Mr Osborne will announce in the Budget a long list of charities that will benefit from £15m raised every year from what campaigners say is a ‘tax’ on women’s periods.

As well as some big national charities, scores of local smaller groups are set to benefit from the windfall from the Treasury.

But Labour says that the Chancellor should be much more radical and use a leaked Brussels VAT plan to push for the complete abolition of the ‘tampon tax’ instead.

A 'tax on periods'

Under EU rules, the UK can’t cut the VAT on sanitary products as 5% is the lowest rate permitted. The VAT on most goods in Britain is 20%.

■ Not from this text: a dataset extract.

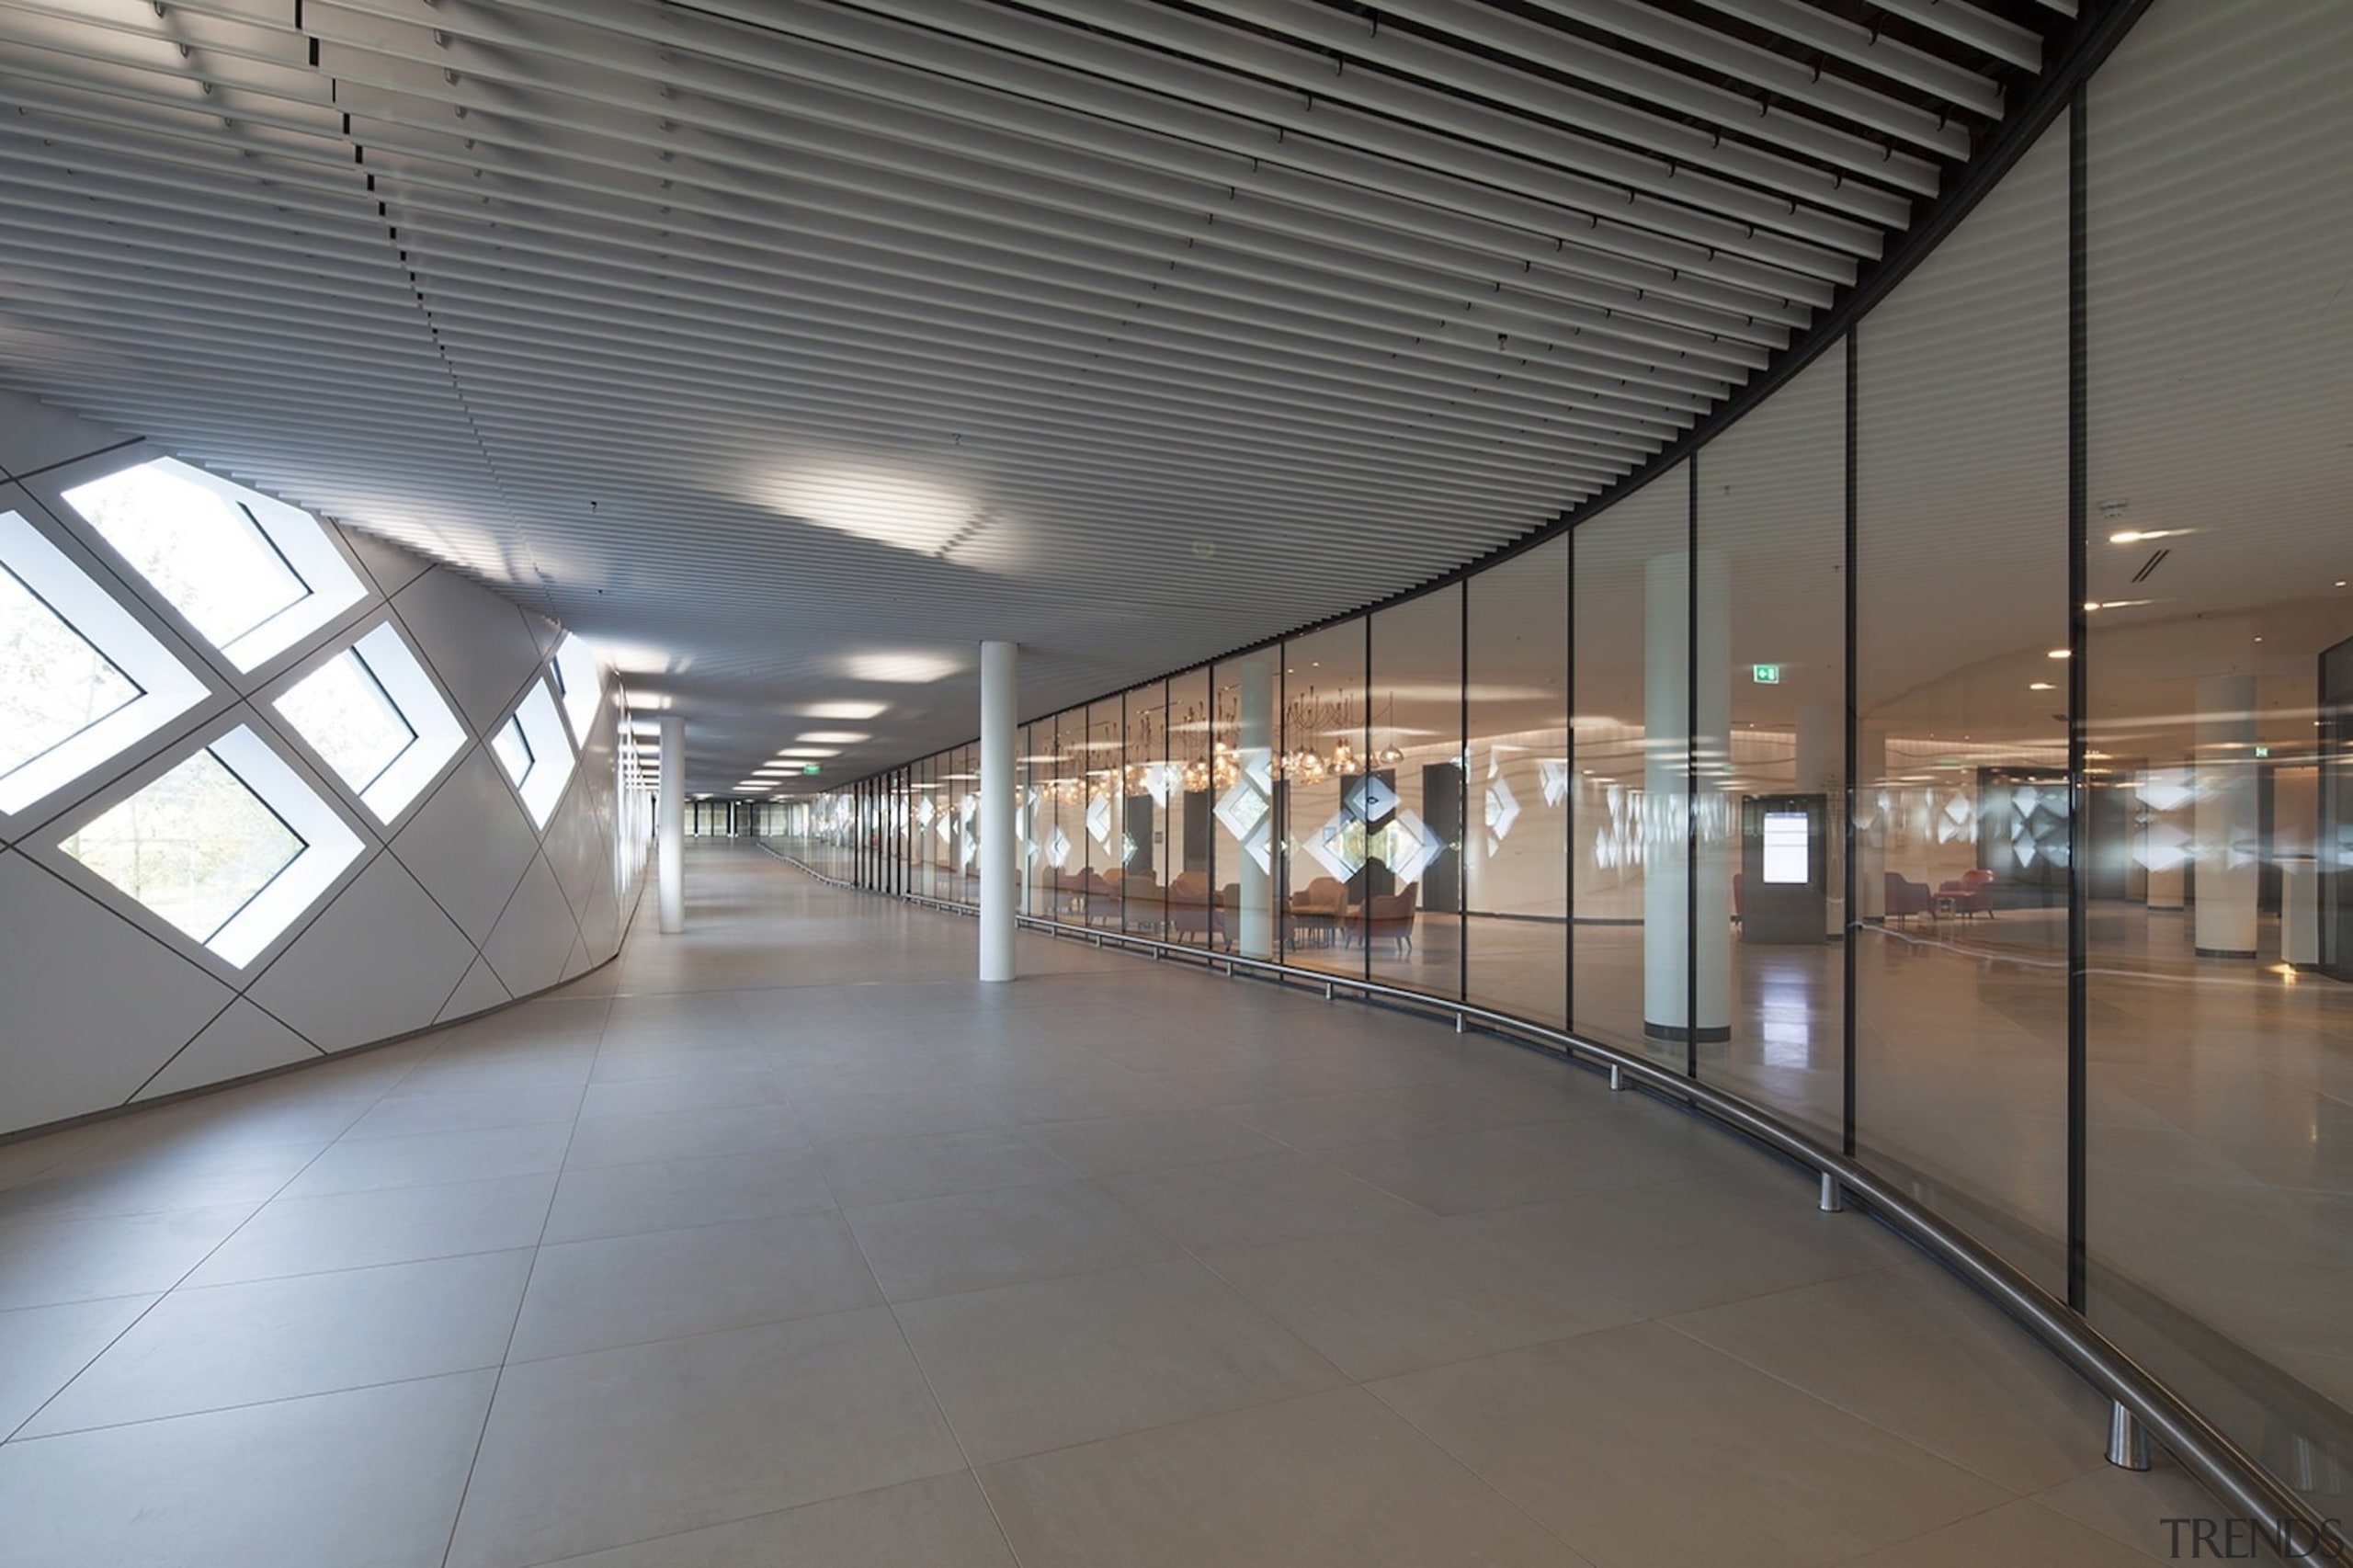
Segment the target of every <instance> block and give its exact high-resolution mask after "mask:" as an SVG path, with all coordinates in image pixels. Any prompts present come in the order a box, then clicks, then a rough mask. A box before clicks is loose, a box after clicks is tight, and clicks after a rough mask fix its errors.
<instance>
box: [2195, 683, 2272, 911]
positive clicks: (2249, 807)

Zero-rated VAT items, which include food, children’s clothes and men’s razors, have remained unchanged since the 1970s.

Yet the European Commission is now planning to hand national capitals more power to set their own VAT rates. Under one leaked option, the “reduced rate list” would be abolished and individual member states allowed to take control of how they levied the tax.

The leaked Brussels plans for VAT

Tory Eurosceptics and SNP MPs, as well as Labour MPs, have pressed Mr Osborne to push harder to scrap the tax, as part of a wider move to win back control from Brussels.

Ms Malhotra said: “Women’s sanitary products are not a luxury. George Osborne should take the opportunity in his Budget to say that he will take the action called for by Labour and feminist campaigners and seek to get the tampon tax abolished.”

Seema Malhotra

"He should also make it clear that the funding for women’s organisations and domestic violence charities linked to the ‘tampon tax’ will be maintained after a zero rate is achieved. It’s the right step forward and it’s time for action.”

Mr Osborne decided last year that the proceeds of the 5% VAT charge levied on all sanitary products will go to ‘women’s charities’ - until he can get the European Union to scrap it altogether.

Among those to benefit from £5m of the money will be some national charities: the gynaecological cancer charity The Eve Appeal, domestic abuse charities Safe Lives and Women’s Aid, and breast cancer charity The Haven.

But the main emphasis will be on a larger number of smaller local groups spread across the entire UK.

HuffPostUK has learned that Treasury officials have spent weeks trying to hammer out the policy, which has caused real headaches over just how much VAT has been accrued and over which projects would get the cash. “It’s been a real clusterf*ck to sort this,” one insider said.

The Chancellor was bemused by the reaction of some critics during his Autumn Statement, who claimed that women should not have to use their own taxes to fund rape crisis shelters and other projects under threat from the Tory Government’s own cutbacks.

Some Tory MPs admit it was an error for him to compare the tax on their bodies with the ‘Libor’ fines levied on wrongdoing bankers that are also donated to good causes.

Some charities are understood to have been reluctant to take the money. Within days of the announcement last year, Polly Neate, chief executive of Women’s Aid, one of the charities to benefit, welcomed the cash with key caveats.